Saída mais barata, conhecimento mais recente
O Gemini 3.6 Flash custa US$ 1,50 por milhão de tokens de entrada e US$ 7,50 por milhão de saída, abaixo dos US$ 9 do Flash anterior. A Google diz que ele gera 17% menos tokens de saída no índice Artificial Analysis e até 65% menos no benchmark de engenharia agêntica DeepSWE — o número que mais importa para os custos operacionais de agentes. Seu corte de conhecimento passa de janeiro de 2025 para março de 2026, em toda a janela de contexto de 1 milhão de tokens.
O salto nos benchmarks
Em comparação com o 3.5 Flash, o novo modelo marca 49% contra 37% no DeepSWE, 63,9% contra 49,7% no MLE Bench e 83,0% contra 78,4% no OSWorld-Verified. O Gemini 3.5 Flash-Lite, a US$ 0,30/US$ 2,50 por milhão de tokens e com cerca de 350 tokens de saída por segundo, quase dobra o desempenho do antecessor no Terminal-Bench 2.1 (54% contra 31%) e está sendo incorporado ao Google Search.
Um modelo que a maioria das pessoas não pode usar
O Flash Cyber é a exceção: ajustado para encontrar e corrigir vulnerabilidades de segurança, ele chega como um piloto de acesso limitado dentro do CodeMender, restrito a governos e parceiros confiáveis por motivos de uso dual, sem API pública e sem preço divulgado.
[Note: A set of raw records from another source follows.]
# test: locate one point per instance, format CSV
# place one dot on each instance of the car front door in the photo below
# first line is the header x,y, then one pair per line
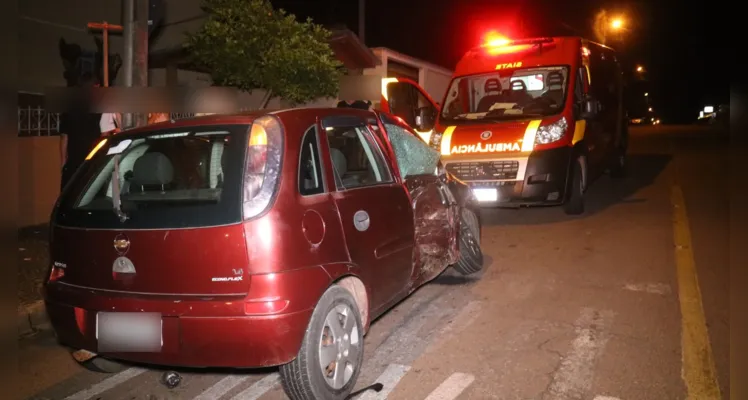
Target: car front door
x,y
435,210
374,208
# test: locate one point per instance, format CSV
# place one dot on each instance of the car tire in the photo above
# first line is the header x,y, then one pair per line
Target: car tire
x,y
471,255
103,365
304,377
574,204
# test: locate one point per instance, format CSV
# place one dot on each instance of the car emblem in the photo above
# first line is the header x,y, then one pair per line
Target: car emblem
x,y
122,265
121,244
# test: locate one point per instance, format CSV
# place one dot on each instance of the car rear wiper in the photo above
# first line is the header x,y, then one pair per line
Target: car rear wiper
x,y
116,195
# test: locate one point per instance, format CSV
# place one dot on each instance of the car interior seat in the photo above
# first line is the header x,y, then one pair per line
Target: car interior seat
x,y
492,86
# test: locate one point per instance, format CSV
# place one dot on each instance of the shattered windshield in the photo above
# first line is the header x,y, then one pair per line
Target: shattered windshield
x,y
414,157
507,94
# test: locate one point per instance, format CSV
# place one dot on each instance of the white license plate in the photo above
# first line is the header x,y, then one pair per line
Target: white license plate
x,y
123,332
486,194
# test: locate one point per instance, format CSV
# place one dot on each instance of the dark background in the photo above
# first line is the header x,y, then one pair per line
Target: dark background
x,y
680,44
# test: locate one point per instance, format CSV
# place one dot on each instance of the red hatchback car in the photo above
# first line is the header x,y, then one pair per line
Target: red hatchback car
x,y
255,240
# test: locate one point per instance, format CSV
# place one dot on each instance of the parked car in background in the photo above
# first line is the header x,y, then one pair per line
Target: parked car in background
x,y
254,240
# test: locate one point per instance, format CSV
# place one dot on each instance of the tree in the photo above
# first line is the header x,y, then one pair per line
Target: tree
x,y
249,45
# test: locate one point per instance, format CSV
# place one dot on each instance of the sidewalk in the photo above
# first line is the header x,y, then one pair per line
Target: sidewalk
x,y
33,262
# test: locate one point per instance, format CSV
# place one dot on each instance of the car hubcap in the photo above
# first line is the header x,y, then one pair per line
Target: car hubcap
x,y
339,346
471,243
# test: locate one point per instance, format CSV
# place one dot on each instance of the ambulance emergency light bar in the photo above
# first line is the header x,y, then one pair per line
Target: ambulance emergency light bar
x,y
496,44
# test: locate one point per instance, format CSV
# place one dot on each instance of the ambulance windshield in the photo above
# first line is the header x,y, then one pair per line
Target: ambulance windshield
x,y
507,94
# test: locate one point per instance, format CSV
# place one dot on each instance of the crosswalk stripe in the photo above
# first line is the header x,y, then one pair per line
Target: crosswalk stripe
x,y
258,388
221,387
107,384
389,379
452,387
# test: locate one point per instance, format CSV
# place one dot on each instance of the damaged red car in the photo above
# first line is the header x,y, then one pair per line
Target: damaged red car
x,y
253,240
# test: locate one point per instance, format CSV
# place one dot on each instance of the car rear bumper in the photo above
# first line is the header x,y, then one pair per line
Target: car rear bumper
x,y
544,182
240,341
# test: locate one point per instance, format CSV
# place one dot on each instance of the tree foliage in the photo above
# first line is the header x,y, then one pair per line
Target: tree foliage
x,y
249,45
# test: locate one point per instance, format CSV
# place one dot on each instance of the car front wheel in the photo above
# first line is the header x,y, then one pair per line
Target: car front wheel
x,y
332,351
575,203
471,255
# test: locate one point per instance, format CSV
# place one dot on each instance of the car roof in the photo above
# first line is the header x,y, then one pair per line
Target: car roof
x,y
287,116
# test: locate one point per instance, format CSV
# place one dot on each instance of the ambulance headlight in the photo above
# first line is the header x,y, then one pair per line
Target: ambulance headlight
x,y
436,140
552,132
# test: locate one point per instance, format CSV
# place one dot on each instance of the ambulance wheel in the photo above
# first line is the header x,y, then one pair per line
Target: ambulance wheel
x,y
618,165
574,204
332,351
471,255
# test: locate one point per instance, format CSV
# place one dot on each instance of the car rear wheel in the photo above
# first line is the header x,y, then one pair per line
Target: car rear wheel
x,y
575,202
471,255
332,351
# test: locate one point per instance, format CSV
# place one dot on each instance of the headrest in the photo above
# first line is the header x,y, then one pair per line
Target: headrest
x,y
519,85
152,169
555,78
339,161
492,85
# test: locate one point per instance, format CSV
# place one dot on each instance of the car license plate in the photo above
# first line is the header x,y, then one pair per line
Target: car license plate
x,y
486,194
122,332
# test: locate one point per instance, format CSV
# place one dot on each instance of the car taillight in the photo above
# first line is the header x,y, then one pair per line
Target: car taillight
x,y
262,166
56,273
264,306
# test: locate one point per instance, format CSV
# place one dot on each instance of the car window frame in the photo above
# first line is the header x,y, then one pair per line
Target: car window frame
x,y
352,121
312,130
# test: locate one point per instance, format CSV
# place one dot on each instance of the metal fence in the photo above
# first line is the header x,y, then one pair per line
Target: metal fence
x,y
36,121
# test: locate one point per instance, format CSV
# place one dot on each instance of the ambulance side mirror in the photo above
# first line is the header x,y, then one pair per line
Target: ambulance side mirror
x,y
590,107
426,118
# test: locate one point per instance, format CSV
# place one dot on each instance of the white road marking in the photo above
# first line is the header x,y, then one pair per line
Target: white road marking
x,y
389,379
654,288
573,379
107,384
259,388
222,387
452,387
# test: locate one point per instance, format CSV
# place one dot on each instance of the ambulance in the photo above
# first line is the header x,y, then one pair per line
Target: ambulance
x,y
533,121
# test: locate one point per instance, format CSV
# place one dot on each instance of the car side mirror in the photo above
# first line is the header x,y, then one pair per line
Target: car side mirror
x,y
426,118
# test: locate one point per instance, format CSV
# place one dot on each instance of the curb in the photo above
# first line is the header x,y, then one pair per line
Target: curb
x,y
32,318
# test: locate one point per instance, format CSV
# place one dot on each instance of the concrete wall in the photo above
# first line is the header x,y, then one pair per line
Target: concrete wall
x,y
38,178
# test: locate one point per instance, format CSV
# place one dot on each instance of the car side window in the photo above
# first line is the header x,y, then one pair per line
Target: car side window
x,y
310,168
356,157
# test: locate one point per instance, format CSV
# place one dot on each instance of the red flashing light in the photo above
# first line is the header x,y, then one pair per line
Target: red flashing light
x,y
494,39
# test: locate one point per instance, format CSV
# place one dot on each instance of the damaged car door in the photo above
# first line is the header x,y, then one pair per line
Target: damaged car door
x,y
435,210
374,208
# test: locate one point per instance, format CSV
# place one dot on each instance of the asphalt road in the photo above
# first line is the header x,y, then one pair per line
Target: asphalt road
x,y
590,307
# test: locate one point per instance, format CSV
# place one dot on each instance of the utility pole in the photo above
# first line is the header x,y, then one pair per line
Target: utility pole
x,y
129,13
105,28
362,21
141,51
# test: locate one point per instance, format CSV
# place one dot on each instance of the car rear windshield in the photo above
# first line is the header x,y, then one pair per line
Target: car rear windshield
x,y
172,178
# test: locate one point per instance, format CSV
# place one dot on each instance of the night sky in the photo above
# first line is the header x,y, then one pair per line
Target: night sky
x,y
677,42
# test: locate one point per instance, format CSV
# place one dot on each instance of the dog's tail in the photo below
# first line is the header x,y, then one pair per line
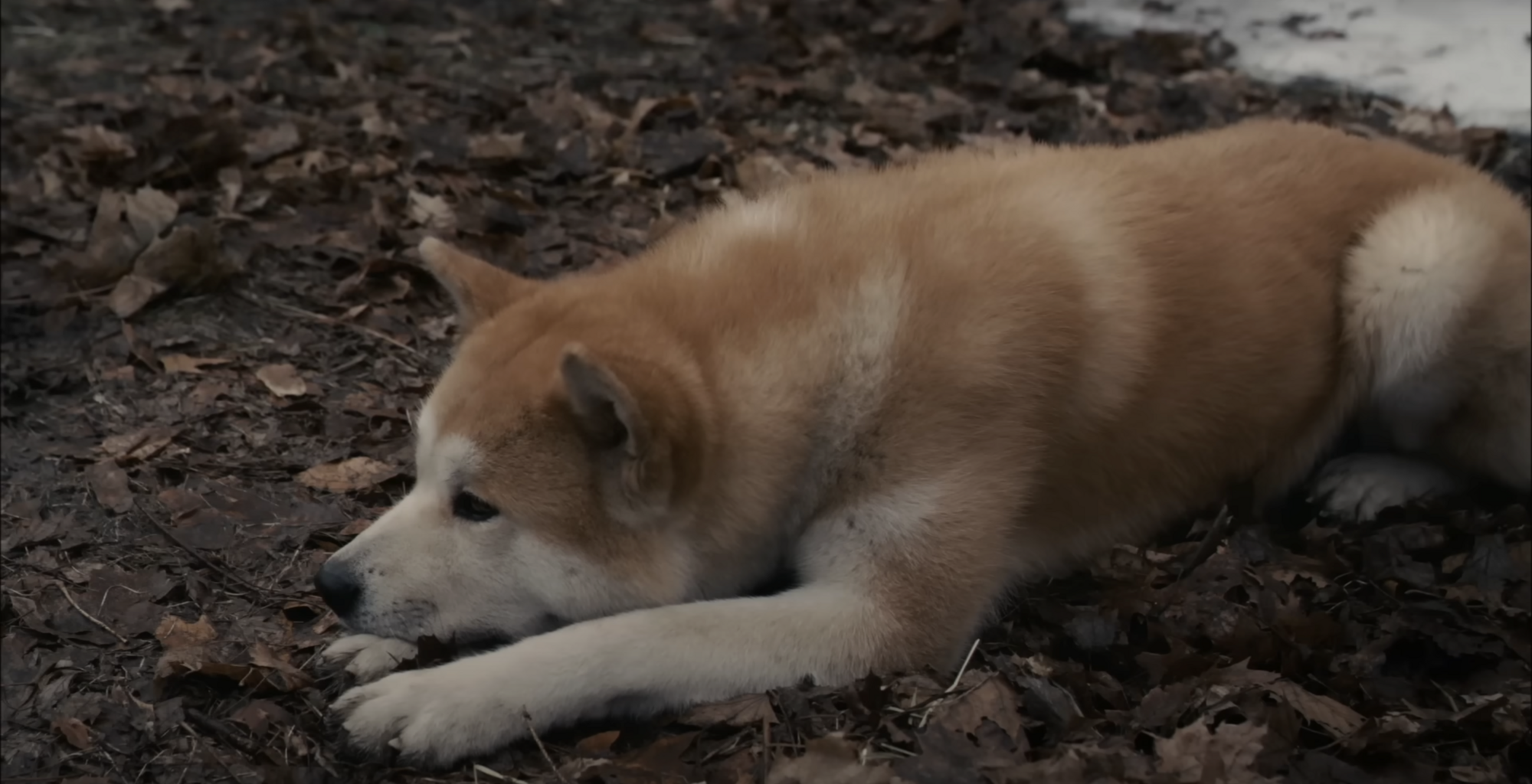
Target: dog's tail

A Google afirma que o modelo tem desempenho de fronteira competitivo no benchmark CyberGym.
E então, o Gemini 4
A frase enterrada no anúncio carregava o maior peso: a Google diz ter iniciado "nosso ciclo de pré-treinamento mais ambicioso até agora, para o Gemini 4." Sobre o 3.5 Pro, a empresa apenas repetiu que está testando com parceiros e que o lançará "assim que estiver pronto" — depois de dizer aos desenvolvedores, em maio, que ele estava a um mês de distância.